Örnek vereyim yine de di mi?
- Kahve?
- Yapıyorsun...
- Tamam.
- Akşam?
- Gelecekler.
- Kim?
- Tayfa.
- İyi.
- Su?
- Tamam.
- Tembel.
- Sensin...
Çaktınız köfteyi, uzatmayayım. Arayan ve ‘N’apıyorsun?’ diye soran olduğunda, ‘Evde takılıyoruz’ diyoruz, ‘Hiiiiç’ diyoruz vesaire.
Bir gün yine telefon çaldı. Arayan, görüşmekten o kadar da hoşlanmadığımız biri. ‘N’apıyorsun?’ dedi, refleks olarak ‘Duruyorum’ dedim ve Topesto ağzındaki kahveyi püskürttü.

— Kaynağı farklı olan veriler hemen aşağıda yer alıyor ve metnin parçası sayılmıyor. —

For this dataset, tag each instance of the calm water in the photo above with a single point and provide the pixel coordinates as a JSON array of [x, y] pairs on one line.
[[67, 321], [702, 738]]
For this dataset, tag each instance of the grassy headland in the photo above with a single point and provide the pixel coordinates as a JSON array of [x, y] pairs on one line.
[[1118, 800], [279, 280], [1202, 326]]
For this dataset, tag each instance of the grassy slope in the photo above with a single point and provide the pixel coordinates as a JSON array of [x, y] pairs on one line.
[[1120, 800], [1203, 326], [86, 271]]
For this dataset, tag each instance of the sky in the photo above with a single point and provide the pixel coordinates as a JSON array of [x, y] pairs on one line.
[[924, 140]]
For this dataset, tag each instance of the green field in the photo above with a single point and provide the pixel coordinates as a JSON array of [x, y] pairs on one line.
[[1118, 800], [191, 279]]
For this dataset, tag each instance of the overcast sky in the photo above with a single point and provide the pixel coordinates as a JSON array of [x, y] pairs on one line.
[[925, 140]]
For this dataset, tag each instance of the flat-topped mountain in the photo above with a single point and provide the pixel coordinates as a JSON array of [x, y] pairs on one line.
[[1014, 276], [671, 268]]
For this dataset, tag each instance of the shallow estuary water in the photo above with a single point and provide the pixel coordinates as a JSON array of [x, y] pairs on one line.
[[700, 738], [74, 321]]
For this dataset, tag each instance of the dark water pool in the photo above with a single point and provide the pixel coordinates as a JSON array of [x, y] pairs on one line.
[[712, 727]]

‘Duruyorum’ kavramı o gün girdi hayatımıza ve bir daha da çıkmadı. Fırsat buldukça durduk. Ayrı evlere çıkıldığı dönemde de sürdürdük bu güzel geleneği. Bazen beraber, bazen tek başımıza durduk ama kopmadık ‘Duruyorum’ hadisesinden.
*
Dönem dönem yine bu hal geliyor üstüme. Zaten çok çıkmıyorum evden ama birkaç hafta önce tekrar kendimi ‘stand-by’ pozisyonuna aldım. Teknoloji sağolsun, evden iletişimin şahını kuruyorum zaten dünyayla.
Baktım film stoku sağlam, okunacak kitaplar birikmiş, canım zaten bir yere gitmek istemiyor; ‘Kapat usta kepenkleri’ dedim kendi kendime ve ilk etapta dört gün durdum.
Dördüncü günün sonunda Topesto’nun bulduğu ‘General Idi Amin Dada’ filmini seyretmek uğruna evi terk ettim. Otoportre olan film acayip bir şey, onu sonra anlatırım bir şekilde.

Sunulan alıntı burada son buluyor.